Citigroup hives off brokerage unit to Morgan Stanley

After days of speculation, Citigroup Inc. and Morgan Stanley have unveiled plans to merge their brokerage businesses. Citigroup also will get a $2.7 billion payment from Morgan Stanley and a $5.8 billion after-tax gain that will bolster capital.

New York-based Citigroup will exchange its Smith Barney, Smith Barney Australia and Quilter units for a 49 per cent stake in the venture from Morgan Stanley. New York-based Morgan will exchange its wealth-management business for a 51 per cent stake in the joint venture. The combined firm, to be called Morgan Stanley Smith Barney, will have $1.7 trillion in client assets. It will not include Citi Private Bank or Nikko Cordial Securities.
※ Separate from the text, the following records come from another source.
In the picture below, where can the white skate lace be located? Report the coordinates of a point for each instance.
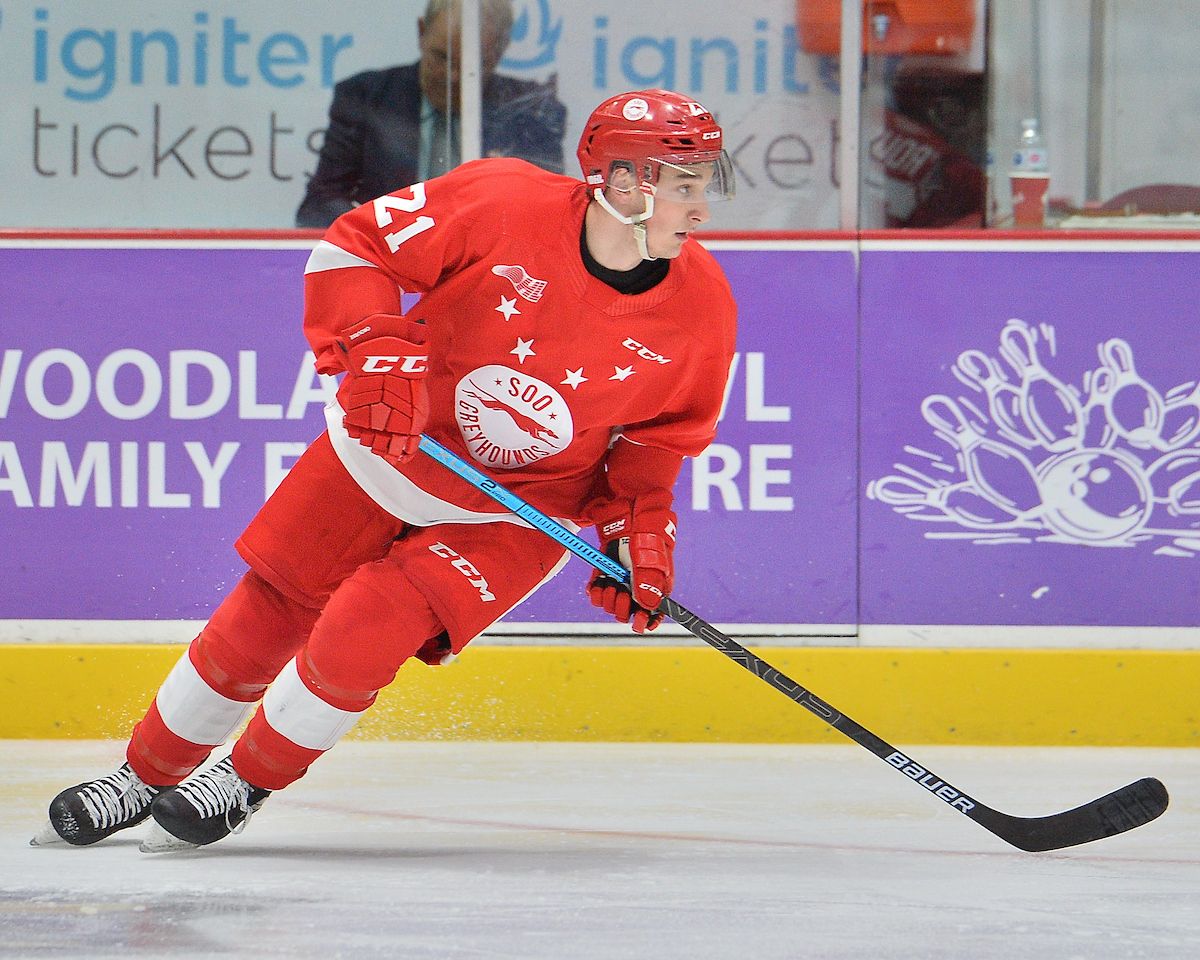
(115, 798)
(219, 792)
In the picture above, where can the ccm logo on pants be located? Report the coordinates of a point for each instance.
(467, 569)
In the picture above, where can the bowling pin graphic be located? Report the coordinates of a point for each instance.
(979, 371)
(1181, 418)
(1050, 409)
(1133, 407)
(953, 502)
(1175, 483)
(999, 473)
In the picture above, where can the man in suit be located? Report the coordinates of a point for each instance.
(396, 126)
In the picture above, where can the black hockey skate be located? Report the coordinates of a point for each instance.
(88, 813)
(205, 808)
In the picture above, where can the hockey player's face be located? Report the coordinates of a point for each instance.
(679, 208)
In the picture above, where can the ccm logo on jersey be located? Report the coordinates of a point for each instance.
(467, 569)
(383, 364)
(645, 352)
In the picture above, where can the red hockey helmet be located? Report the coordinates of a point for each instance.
(642, 130)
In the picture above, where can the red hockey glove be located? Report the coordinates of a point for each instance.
(385, 400)
(642, 540)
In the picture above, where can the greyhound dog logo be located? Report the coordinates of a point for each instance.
(509, 419)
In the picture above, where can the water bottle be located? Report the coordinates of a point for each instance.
(1030, 177)
(1030, 155)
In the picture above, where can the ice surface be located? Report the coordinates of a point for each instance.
(606, 851)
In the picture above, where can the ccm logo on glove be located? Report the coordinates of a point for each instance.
(373, 364)
(384, 396)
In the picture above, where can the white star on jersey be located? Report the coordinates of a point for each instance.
(574, 378)
(523, 349)
(508, 307)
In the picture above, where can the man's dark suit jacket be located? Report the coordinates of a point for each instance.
(375, 133)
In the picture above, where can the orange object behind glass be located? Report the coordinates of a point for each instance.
(891, 27)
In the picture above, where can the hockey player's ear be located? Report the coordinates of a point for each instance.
(621, 178)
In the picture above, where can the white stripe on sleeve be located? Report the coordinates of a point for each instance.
(327, 256)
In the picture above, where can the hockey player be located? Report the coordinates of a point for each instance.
(570, 339)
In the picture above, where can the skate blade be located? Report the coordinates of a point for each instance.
(157, 840)
(46, 837)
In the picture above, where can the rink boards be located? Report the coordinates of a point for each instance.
(976, 444)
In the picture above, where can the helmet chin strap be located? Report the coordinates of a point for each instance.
(637, 221)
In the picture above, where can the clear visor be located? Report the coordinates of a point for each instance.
(688, 178)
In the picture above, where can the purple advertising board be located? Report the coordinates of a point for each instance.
(1030, 435)
(151, 396)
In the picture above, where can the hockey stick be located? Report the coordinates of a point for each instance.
(1121, 810)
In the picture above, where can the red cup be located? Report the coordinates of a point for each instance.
(1030, 198)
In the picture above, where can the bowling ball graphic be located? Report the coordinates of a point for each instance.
(1095, 496)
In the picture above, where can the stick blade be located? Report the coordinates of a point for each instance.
(1132, 805)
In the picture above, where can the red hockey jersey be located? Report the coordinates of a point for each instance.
(534, 364)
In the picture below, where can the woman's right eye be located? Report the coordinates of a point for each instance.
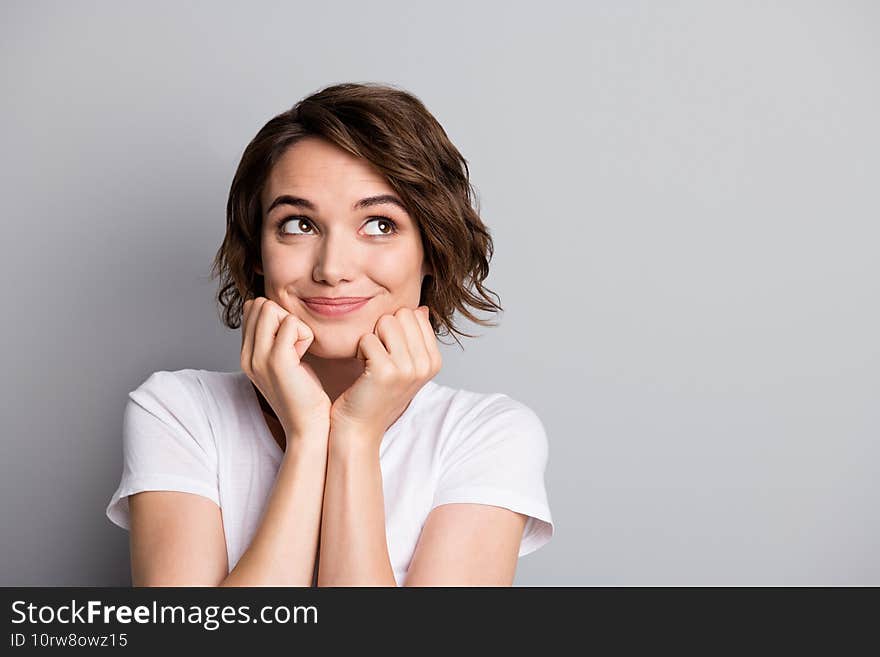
(297, 222)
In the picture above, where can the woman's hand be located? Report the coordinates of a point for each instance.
(273, 342)
(400, 356)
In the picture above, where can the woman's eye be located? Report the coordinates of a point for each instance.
(384, 225)
(298, 222)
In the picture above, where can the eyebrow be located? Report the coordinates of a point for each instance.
(296, 201)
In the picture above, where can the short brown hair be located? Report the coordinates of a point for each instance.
(394, 131)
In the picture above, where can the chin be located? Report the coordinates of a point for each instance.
(340, 346)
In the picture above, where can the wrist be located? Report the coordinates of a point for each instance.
(317, 433)
(348, 441)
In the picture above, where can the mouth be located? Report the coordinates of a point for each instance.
(335, 307)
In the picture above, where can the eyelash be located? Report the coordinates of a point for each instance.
(280, 224)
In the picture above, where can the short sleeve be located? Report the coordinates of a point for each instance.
(167, 443)
(498, 457)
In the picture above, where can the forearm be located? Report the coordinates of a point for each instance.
(353, 549)
(285, 545)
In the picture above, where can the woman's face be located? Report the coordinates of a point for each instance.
(317, 241)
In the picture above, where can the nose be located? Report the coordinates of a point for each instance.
(335, 260)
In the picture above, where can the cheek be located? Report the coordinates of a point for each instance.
(396, 267)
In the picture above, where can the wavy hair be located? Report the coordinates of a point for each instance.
(393, 130)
The deal will create a brokerage that rivals the recent combination of Merrill Lynch and Bank of America. Morgan Stanley Smith Barney will employ more than 20,000 people in the business of selling stocks and other financial products to investors across the world. (See: Bank of America buys Merrill Lynch)

Citigroup is also preparing to narrow its overall mission to two areas - wholesale banking for large-corporate clients and retail banking for customers in selected markets, according to The Wall Street Journal. This is the latest step by Citigroup CEO Vikram Pandit to break up a behemoth that once had more than a trillion dollars in assets.

Soon after his appointment, Pandit had tried to salvage the bank by selling off several non-core assets. He has sold at least 21 businesses, including the German consumer and Indian processing unit CGSL with 12,000 employees. Yet he incurred $20 billion of net losses and was forced to accept $45 billion of rescue funds from the US government. Now, he's slicing off divisions of a company he described six months ago as ''a truly global universal bank.'' (See: Citigroup sells German unit to France's Credit Mutuel for $7.8 billion / See: Tata Consultancy Services to acquire Citigroup Global Services for $505 million / See: Citi gets $20 billion cash injection and support for $306 billion bad assets )

The current situation is quite a contrast to the days of glory Citigroup has enjoyed over the decades. From the initial public offering of Commercial Credit Corp., the 97-year- old consumer lender that Chairman Sanford Weill took control of in 1986, until his retirement as Citigroup's CEO in 2003, the chart shows a return of 2,699 per cent - beating the 2,588 per cent return of Warren Buffett's Berkshire Hathaway Inc.